Since the global SARS-CoV-2 pandemic caused a lockdown for nearly two years, it had substantial impacts on research plans and activities. Therefore, while keeping the main focus on influenza, we expanded the scope of the current project to vaccination against other infectious diseases which will give a holistic view of the human immune response to vaccination. Within the ERC-ST project, we have applied a similar bioinformatics and systems immunology approach to anti-tuberculosis vaccine Bacillus Calmette–Guérin (BCG), MMR, and COVID-19 studies.
• iMED: an elderly cohort of 234 donors aged 65 or more, in 2 seasons of influenza vaccination, covering up to 2 months post-vaccination.
• ZirFlu: a cohort of ˜100 compensated and non-compensated cirrhotic and healthy donors, in 2 seasons, covering up to 2 months post-vaccination.
• RA cohort: a cohort of ~ 350 rheumatoid arthritis, spondylarthritis arthritis, and healthy donors, across different seasons and longitudinal datasets.
We have analyzed and published our findings related to influenza vaccination in high-impact journals such as Cell and Cell Genomics. Within the ERC-ST project, we have also applied a similar bioinformatics and systems immunology approach to other vaccination and infectious disease studies. Our group has led and collaborated on several studies describing the human immune variation in response to BCG (3 publications), MMR (1 publication), immune variation across different ethnic populations (1 publication), SARS-CoV-2 vaccination (1 publication), COVID-19 (3 publications), and the post-COVID-19 syndrome (2 publications). Overall, we have published 19 papers, and 2 manuscripts are under review that acknowledge this ERC grant.
In the ZirFlu cohort, cirrhotic patients, with chronic hyperinflammatory conditions, unexpectedly responded better to the vaccine compared to healthy controls, irrespective of age. The distinction in immune cells, cytokines, and metabolite profiles in cirrhotic patients suggests a contribution towards the efficient humoral and cellular vaccine responses. This is unexpected since cirrhotic patients are usually considered suboptimal vaccine responders. To complement these findings, we are planning to analyze the vaccine response from patients with different comorbidities i.e. in an RA cohort. By combining these cohorts, we aim to increase our understanding of the immune response in immunocompromised individuals.
While influenza vaccine response is currently measured as the increase in antibody titers between post-vaccination and pre-vaccination states, this criterion could be influenced by the high pre-existing antibodies due to previous infection and/or vaccination and consequently fail to identify people who are truly non-protected against influenza. We are developing a reclassification concept, which includes the vaccine-induced response and the levels of pre-existing antibody titers, to better separate non-responders from responders. We identified consistent molecular signatures in truly non-protected individuals across age groups in multi-cohorts and multi-season. We are also developing a machine learning model based on these biomarkers to predict how individuals respond to influenza vaccination before administering the vaccine. This offers a personalized vaccine strategy by stratifying people based on their immune response and giving, for example, higher-dose vaccines to non-protected individuals.

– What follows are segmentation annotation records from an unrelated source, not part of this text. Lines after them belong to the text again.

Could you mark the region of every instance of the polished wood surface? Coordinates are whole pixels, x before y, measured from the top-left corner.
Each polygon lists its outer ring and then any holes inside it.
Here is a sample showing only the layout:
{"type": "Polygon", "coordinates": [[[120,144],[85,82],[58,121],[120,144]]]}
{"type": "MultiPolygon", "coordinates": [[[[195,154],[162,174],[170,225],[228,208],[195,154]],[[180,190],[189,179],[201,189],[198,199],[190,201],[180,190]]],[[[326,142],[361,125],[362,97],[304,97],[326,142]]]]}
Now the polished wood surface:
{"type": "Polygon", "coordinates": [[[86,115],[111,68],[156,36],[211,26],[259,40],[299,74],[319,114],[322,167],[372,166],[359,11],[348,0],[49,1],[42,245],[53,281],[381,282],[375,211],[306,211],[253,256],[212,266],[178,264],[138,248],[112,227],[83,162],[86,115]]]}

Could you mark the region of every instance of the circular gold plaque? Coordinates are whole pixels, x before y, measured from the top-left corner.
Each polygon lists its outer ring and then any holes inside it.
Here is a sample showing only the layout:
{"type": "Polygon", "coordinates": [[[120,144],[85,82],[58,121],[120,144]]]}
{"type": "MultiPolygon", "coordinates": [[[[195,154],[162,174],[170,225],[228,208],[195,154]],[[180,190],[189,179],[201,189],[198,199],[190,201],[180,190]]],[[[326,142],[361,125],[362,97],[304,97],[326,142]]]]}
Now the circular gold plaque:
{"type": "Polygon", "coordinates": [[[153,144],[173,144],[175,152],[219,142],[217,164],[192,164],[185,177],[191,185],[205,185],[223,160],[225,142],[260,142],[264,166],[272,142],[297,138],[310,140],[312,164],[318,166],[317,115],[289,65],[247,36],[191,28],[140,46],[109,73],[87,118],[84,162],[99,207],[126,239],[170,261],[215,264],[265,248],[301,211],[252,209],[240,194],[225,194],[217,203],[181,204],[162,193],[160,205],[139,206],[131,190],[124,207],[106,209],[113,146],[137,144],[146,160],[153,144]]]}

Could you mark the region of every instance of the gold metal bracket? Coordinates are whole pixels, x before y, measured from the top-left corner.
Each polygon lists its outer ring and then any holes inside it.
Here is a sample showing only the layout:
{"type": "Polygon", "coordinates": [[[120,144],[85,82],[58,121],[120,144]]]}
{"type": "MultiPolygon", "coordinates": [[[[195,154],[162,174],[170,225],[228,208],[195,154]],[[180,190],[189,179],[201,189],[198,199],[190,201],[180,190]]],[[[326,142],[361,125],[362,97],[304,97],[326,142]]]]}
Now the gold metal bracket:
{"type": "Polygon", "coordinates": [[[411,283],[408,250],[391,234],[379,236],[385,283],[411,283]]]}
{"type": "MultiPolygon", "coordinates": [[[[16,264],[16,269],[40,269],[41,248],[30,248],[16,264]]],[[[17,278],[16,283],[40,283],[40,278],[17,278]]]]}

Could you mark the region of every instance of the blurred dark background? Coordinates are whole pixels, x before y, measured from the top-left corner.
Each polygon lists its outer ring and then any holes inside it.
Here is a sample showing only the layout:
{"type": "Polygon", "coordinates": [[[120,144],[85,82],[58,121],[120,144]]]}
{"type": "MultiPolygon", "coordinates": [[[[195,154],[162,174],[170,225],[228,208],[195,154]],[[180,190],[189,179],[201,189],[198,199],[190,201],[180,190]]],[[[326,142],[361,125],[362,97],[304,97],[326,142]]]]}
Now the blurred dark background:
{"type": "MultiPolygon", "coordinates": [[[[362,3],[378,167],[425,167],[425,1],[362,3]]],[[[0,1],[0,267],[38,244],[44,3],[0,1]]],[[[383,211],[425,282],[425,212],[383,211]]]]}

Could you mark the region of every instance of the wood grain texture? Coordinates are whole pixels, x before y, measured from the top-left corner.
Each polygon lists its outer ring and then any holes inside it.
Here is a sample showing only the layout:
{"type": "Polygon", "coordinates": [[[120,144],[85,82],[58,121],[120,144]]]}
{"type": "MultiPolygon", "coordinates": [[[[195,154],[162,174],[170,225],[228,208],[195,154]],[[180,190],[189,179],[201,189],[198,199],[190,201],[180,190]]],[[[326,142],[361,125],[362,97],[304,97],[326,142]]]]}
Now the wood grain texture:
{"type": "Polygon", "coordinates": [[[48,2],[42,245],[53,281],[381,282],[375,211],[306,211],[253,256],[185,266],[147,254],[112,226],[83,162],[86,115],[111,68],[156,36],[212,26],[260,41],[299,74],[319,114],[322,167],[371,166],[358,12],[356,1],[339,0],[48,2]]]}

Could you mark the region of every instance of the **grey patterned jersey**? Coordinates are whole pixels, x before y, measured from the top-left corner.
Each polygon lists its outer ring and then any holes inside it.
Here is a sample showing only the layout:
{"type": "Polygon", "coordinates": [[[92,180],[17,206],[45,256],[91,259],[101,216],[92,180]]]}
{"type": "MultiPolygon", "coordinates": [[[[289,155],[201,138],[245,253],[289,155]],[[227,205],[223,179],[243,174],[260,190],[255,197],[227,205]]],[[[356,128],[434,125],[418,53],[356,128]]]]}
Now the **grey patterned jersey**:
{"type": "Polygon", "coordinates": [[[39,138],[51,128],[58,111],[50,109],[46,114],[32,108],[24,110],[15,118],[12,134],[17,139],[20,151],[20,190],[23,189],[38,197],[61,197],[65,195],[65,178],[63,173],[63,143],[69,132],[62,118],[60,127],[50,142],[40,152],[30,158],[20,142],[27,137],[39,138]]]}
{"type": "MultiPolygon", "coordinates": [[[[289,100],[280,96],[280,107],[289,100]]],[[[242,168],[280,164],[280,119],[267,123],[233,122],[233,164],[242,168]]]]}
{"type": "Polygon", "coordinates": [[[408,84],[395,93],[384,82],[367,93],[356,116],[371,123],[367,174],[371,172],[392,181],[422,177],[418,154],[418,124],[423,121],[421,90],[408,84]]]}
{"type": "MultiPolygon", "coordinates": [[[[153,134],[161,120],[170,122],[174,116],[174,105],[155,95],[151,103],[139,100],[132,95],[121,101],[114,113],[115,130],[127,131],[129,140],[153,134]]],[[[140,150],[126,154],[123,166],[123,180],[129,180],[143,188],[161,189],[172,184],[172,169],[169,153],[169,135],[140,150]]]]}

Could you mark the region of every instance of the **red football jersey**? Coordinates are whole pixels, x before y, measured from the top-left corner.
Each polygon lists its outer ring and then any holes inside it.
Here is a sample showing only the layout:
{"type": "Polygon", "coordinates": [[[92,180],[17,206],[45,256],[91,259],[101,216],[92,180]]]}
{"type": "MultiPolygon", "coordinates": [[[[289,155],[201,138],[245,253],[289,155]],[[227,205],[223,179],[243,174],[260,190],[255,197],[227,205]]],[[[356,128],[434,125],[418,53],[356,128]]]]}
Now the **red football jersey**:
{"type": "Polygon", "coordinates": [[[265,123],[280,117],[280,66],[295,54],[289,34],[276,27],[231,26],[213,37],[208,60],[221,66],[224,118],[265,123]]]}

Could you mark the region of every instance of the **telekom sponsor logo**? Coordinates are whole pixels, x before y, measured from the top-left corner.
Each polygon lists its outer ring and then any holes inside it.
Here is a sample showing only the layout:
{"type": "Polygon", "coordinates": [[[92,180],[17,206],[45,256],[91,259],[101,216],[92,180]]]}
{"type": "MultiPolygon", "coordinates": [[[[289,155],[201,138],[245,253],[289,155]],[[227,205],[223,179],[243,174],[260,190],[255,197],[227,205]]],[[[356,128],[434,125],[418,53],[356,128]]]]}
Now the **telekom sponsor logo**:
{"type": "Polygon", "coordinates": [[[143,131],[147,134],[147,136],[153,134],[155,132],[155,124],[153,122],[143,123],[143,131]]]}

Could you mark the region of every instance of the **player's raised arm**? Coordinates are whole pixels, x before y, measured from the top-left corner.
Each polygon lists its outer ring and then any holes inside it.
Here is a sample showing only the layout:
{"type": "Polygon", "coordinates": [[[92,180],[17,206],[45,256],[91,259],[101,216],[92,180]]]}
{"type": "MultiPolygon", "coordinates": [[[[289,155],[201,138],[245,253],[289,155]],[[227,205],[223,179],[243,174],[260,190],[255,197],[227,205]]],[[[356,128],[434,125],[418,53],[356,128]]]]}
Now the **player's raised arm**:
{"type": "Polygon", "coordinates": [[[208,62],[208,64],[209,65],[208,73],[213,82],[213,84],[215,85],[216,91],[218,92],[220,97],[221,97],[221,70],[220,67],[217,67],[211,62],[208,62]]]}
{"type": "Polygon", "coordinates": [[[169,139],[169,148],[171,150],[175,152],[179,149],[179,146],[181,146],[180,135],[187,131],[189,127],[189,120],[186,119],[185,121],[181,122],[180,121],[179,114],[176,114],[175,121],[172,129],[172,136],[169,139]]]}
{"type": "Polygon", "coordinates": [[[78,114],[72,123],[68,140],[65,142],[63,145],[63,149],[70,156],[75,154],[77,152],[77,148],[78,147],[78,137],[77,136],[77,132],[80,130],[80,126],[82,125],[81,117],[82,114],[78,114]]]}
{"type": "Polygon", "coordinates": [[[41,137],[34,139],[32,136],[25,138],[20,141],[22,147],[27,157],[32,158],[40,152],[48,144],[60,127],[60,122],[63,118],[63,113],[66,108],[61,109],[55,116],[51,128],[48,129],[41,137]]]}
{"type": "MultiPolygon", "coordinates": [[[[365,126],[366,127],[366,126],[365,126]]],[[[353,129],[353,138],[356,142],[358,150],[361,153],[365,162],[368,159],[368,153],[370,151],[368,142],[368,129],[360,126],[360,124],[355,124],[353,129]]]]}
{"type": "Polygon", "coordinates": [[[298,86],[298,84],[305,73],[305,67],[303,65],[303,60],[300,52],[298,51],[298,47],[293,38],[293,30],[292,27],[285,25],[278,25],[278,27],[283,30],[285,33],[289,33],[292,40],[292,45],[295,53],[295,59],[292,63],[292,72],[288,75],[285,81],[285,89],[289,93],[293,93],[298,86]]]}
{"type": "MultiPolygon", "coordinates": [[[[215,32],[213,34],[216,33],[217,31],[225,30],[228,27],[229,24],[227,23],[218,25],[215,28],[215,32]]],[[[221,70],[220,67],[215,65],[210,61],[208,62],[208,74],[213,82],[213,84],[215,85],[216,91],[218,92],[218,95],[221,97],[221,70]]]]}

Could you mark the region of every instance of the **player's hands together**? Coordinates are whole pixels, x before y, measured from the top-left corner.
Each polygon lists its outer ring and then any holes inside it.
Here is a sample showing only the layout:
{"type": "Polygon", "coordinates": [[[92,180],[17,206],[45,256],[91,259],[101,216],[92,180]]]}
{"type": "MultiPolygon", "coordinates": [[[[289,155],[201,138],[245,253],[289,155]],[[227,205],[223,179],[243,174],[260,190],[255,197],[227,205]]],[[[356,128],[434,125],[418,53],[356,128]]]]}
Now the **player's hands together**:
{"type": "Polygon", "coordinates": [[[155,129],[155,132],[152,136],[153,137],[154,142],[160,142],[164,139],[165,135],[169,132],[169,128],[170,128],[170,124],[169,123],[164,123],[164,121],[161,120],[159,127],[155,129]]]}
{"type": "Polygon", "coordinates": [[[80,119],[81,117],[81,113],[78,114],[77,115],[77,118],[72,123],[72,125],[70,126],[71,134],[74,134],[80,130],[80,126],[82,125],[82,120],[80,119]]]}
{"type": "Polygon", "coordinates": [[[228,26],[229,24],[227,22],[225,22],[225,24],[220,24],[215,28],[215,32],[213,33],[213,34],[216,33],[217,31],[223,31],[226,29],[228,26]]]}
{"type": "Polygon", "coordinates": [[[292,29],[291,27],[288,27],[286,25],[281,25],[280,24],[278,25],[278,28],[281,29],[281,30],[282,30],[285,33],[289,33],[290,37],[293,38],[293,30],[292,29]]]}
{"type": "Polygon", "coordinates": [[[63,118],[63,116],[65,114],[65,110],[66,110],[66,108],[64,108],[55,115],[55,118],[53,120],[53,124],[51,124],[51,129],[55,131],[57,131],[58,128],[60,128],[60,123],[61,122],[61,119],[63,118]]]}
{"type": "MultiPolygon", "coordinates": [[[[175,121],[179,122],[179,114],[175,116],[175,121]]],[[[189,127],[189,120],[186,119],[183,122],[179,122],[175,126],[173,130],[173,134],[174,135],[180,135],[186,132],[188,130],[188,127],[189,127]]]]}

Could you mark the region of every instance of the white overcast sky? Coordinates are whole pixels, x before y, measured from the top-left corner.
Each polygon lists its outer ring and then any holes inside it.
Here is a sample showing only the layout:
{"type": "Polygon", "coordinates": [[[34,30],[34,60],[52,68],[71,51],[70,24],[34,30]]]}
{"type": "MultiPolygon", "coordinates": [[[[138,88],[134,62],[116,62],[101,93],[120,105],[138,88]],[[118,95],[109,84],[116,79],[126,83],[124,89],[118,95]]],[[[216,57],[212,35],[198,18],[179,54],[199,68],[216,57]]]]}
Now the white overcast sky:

To bring our novel findings to the clinical setting, we aim to develop a diagnostic test that can identify people who do not respond effectively to the influenza vaccine for personalizing vaccine administration. We are in contact with supporting staffs from Helmholtz centers for the patenting process to protect our intellectual property. We are applying for the Helmholtz Enterprise – Field Study Fellowship (HE-FSF) to identify the target customer and explore the market and the commercial aspects of our idea. We are also applying for the ERC – Proof of Concept (PoC) grant to validate our findings and inspect the manufacturing aspect of our idea. Thus, we are in the process of communicating with different stakeholders to transfer our fundamental research to clinical applications.